De 2013 para 2014, cresceu em mais de 100% o número de tentativas de acesso a sites bloqueados pelo Controle Parental – ferramenta oferecida pela Kaspersky Lab para impedir que crianças tenham contato com conteúdos potencialmente perigosos na internet. Segundo a empresa, o dispositivo foi acionado em média 127 vezes por usuário no ano passado.
O software da Kaspersky permite que o acesso a sites seja bloqueado nas categorias: conteúdo adulto; jogos de azar; armas; violência; álcool, tabaco e drogas; acesso anônimo (serviços que proporcionam anonimato ao usuário); e redes sociais. No levantamento referente a 2014, divulgado nesta semana, 60% das tentativas de acesso foram a conteúdo de pornografia. Em segundo lugar, vieram os jogos de azar (27%).
"O pai não precisa adicionar a URL (endereço do site) na ferramenta, basta escolher as categorias que a Kaspersky possui uma base de dados que se encaixam nestas categorias e fazem o bloqueio", explica Fabio Assolini, analista de Segurança sênior da Kaspersky Lab para o Brasil.
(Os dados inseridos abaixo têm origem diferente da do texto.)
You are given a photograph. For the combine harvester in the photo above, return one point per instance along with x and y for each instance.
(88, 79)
O recurso também pode delimitar o horário de uso da internet e gerar relatórios de navegação. O Controle Parental também está disponível para dispositivos móveis.
Para Rodrigo Nejm, diretor educacional da Safernet, entretanto, os programas de controle "não são pedagógicos o suficiente" para educar a criança para o uso da internet e ainda podem representar uma invasão de privacidade dos jovens. A Safernet é uma entidade que promove a educação para uso seguro da internet. "É como contratar um detetive particular para perseguir os filhos em todos os lugares onde ele vai. Eventualmente, o pai vai perceber que algo estranho está acontecendo, mas a criança não vai saber perceber uma situação de perigo. Os programas de controle parental podem sinalizar quando um problema já está acontecendo, mas o melhor é evitar que aconteça."
Na opinião de Nejm, estes programas também representam invasão de privacidade da criança. "É, de certa forma, uma invasão de privacidade. É como se pegasse um diário íntimo ou olhasse a mala do filho, e a sensação é de violação da privacidade. (Os programas de controle parental) têm que ser vistos como última alternativa caso algo suspeito esteja acontecendo. A melhor alternativa é o diálogo, a orientação. A maior segurança é a relação de confiança entre pais e filhos." Para Nejm, desta forma, a criança será capaz de evitar perigos na internet e se sentirá à vontade de avisar os pais quando algo estranho estiver acontecendo.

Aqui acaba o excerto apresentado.